LOUISVILLE, Ky. (WDRB) -- It can cause fevers, chills and headaches, but it's not COVID-19.
Health experts say Lyme disease is one of several infectious diseases that can look and sound like the coronavirus.
"I went to my family doctor like three days later because I had flu-like symptoms," said Rev. Dr. Michael Gatton, senior pastor at Hurstbourne Christian Church.
Several years ago, Gatton had all the symptoms of a viral illness.
"It was a low grade temperature at the time. Body aches all over, just like you'd have with the flu," he said.
But instead, Gatton was diagnosed with Lyme disease and says the symptoms are familiar and painful.

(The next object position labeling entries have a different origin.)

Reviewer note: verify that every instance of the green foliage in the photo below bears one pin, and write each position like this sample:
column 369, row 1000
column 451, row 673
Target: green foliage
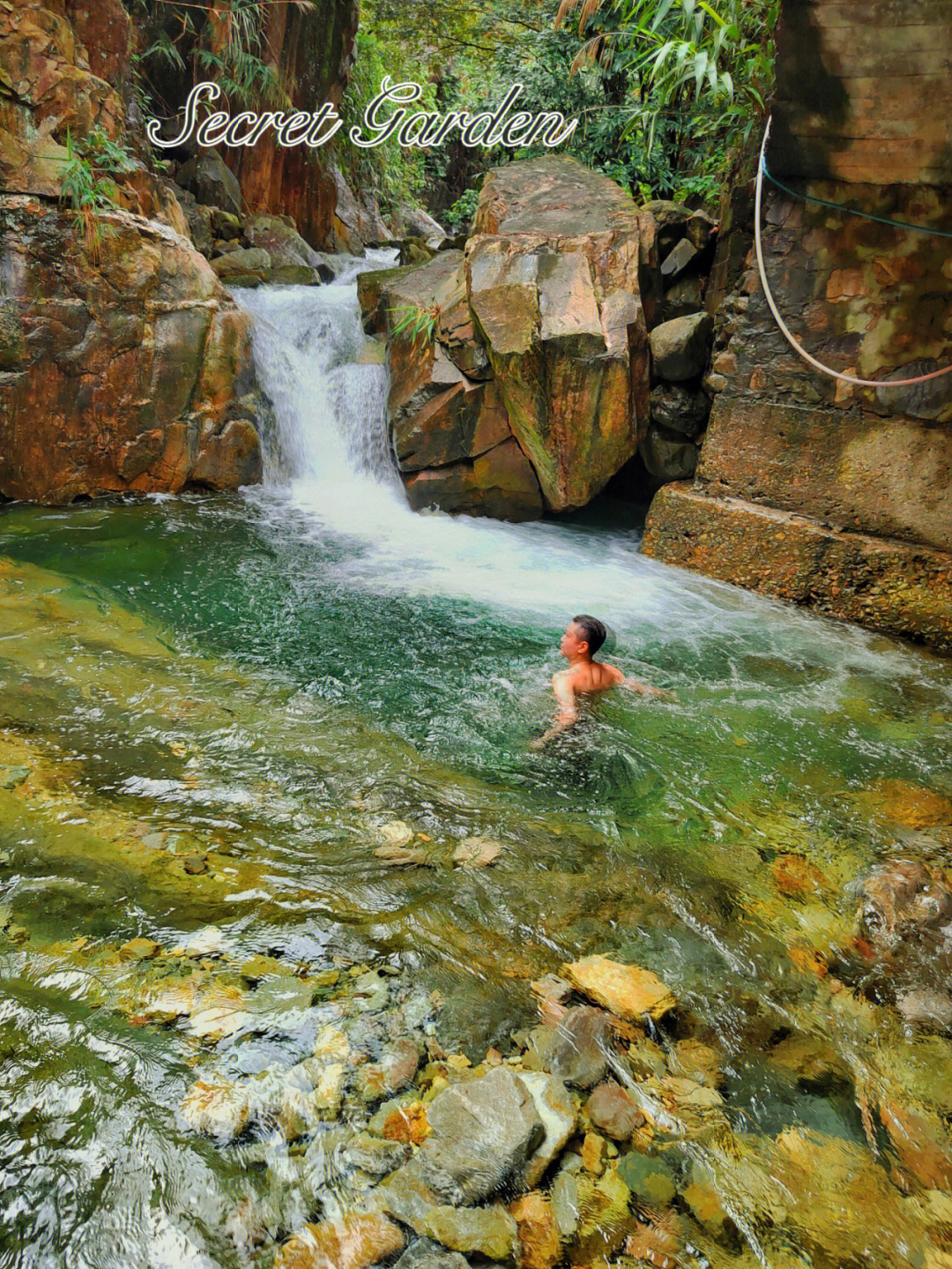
column 86, row 190
column 663, row 89
column 709, row 63
column 459, row 217
column 419, row 324
column 164, row 51
column 223, row 43
column 396, row 175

"Excruciating headaches and difficulty breathing. A lot of the similar things that the COVID-19 patients are reporting," he said.
Some of the symptoms that COVID-19 and Lyme disease have in common include: Fever, body aches, fatigue and sore throat. However, health experts say the two infections are still very different.
"Lyme disease is caused by a bacterium that is transmitted to humans by tick bites," explained Dr. Gary Marshall, chief of Pediatric Infectious Diseases at Norton Children's Hospital. "And COVID-19 is a virus that is spread from person to person and is highly contagious."
Marshall says it's not uncommon for infectious diseases to have similar symptoms.
"Many diseases have similar symptoms, especially in the beginning and those things are very non-specific," he said.
But Marshall says Lyme disease is also very uncommon in this part of the country. "The vast majority of cases are up in Coastal New England area, places like Connecticut, Pennsylvania," he said.
While the tick that carries Lyme disease is rare in Kentucky, Marshall said it is not unheard of.
"That being said, the tick is migrating. So, it seems to be fanning out from the east coast, from the north and down to the south, out to the west," he said.
Gatton said he's proof you can catch Lyme disease in Kentucky.
"Yes you can, and yes it is here," he said.
Health officials say to infect you, the tick must be attached to you for several hours. So if you remove the tick right away, in most cases, you will not get Lyme disease. The Centers for Disease Control and Prevention (CDC) recommends that if you develop a rash or fever within several weeks after removing a tick, you should see your health care provider.
Health experts say you can protect yourself from tick-borne illnesses by covering your arms and legs and using bug sprays.